人
『人間性の心理学』
にんげんせいのしんりがく
アブラハム・マズロー·現代
欲求階層説を体系化したマズローの主著
心理学
この著作について
1954年刊。マズローが一九四三年の論文「人間動機づけの理論」を出発点として、十年余の研究を集成した主著で、後に広く知られる「欲求階層説」が本格的に提示された。
【内容】
生理的欲求、安全の欲求、所属と愛の欲求、承認の欲求、自己実現の欲求という五つの層を、低次から高次へ段階的に積み上げる構造が示される。低次が相対的に満たされてはじめて高次が前景化する、基本的欲求と成長欲求の質的差異、「至高体験(peak experience)」、自己実現者の特徴の経験的記述までが、フロイト・ワトソン流の心理学への批判と並んで展開される。

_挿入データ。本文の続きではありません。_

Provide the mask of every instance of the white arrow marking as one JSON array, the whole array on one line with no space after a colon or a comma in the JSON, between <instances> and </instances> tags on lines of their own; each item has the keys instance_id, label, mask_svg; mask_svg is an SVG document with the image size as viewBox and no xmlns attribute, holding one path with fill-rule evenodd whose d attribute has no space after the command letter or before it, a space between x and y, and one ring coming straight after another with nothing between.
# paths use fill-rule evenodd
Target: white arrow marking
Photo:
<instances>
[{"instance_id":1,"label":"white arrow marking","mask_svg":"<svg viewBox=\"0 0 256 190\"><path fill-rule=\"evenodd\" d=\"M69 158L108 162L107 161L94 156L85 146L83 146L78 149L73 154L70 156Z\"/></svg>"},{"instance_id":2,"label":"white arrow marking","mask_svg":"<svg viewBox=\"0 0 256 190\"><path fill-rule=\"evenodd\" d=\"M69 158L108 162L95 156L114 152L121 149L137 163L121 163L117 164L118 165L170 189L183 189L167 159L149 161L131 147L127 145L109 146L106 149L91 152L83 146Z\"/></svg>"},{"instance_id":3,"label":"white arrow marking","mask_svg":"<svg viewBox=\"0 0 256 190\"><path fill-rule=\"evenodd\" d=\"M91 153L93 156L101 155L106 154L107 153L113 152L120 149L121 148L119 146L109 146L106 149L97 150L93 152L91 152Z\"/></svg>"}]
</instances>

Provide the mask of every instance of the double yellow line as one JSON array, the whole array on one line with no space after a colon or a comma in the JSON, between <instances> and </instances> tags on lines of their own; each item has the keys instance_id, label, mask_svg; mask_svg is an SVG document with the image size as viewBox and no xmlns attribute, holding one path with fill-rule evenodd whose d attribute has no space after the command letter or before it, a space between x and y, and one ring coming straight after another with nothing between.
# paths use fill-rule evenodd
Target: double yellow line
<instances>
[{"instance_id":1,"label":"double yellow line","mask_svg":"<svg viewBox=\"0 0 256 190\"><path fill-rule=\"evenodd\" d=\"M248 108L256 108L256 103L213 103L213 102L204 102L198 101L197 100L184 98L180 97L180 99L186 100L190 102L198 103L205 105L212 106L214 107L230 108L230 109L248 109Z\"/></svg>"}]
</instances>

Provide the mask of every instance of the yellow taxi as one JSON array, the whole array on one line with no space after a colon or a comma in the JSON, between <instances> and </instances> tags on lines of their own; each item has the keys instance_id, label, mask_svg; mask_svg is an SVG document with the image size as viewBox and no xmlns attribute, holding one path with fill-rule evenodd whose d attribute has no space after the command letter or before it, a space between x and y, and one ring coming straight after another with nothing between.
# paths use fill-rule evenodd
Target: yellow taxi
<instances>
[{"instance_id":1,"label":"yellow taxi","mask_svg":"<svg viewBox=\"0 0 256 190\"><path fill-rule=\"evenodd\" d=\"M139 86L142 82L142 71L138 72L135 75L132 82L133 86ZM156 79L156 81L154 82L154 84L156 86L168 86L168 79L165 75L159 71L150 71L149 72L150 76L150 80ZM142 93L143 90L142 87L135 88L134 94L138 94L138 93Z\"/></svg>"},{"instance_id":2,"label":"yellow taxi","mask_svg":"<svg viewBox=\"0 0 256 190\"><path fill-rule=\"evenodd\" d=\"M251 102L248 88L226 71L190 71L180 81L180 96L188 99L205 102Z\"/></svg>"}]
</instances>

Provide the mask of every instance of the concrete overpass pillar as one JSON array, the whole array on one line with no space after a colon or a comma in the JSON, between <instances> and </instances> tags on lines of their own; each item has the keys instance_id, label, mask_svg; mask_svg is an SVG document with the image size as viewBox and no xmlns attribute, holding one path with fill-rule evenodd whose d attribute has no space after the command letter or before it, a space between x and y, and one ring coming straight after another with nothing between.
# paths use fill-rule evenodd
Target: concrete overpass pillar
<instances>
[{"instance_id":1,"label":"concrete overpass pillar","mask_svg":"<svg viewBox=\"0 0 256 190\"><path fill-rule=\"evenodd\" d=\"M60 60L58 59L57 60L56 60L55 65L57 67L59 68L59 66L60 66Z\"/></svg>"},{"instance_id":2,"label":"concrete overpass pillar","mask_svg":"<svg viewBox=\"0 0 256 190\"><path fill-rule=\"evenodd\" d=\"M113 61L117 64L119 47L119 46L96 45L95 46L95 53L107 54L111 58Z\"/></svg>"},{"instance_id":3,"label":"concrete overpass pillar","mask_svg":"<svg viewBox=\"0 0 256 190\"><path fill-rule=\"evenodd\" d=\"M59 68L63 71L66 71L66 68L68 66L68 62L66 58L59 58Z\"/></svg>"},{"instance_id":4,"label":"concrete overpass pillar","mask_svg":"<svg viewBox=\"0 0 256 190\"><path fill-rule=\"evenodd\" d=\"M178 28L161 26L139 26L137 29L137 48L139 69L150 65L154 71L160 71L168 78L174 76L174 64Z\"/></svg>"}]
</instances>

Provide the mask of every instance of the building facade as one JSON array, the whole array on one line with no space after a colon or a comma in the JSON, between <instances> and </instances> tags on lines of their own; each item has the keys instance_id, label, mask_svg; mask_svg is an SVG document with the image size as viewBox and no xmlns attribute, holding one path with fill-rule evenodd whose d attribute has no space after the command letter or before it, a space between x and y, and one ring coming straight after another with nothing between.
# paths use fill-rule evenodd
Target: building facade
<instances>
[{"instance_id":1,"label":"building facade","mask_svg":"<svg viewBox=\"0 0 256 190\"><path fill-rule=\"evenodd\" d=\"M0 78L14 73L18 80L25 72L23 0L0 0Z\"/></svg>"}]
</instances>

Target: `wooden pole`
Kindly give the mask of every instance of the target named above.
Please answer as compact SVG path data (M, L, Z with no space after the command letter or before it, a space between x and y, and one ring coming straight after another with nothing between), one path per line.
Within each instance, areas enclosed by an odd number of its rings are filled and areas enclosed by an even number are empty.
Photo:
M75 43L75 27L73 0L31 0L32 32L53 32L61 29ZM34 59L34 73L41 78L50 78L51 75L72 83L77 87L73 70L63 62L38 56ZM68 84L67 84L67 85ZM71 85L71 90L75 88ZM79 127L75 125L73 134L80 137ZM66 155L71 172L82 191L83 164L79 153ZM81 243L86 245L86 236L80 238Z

付録として当時の研究課題リストも載せる。
【影響と意義】
人間性心理学(humanistic psychology)の創設的著作であり、教育学・経営学・看護学・カウンセリング実践に広く応用された。カール・ロジャース、フランクル、エリクソンと共に「ポジティブ心理学」「自己決定理論」の前史を形作る。
【なぜ今読むか】
仕事・学び・人間関係のモチベーションを考えるとき、古典的図式の出発点を押さえておく意味は大きい。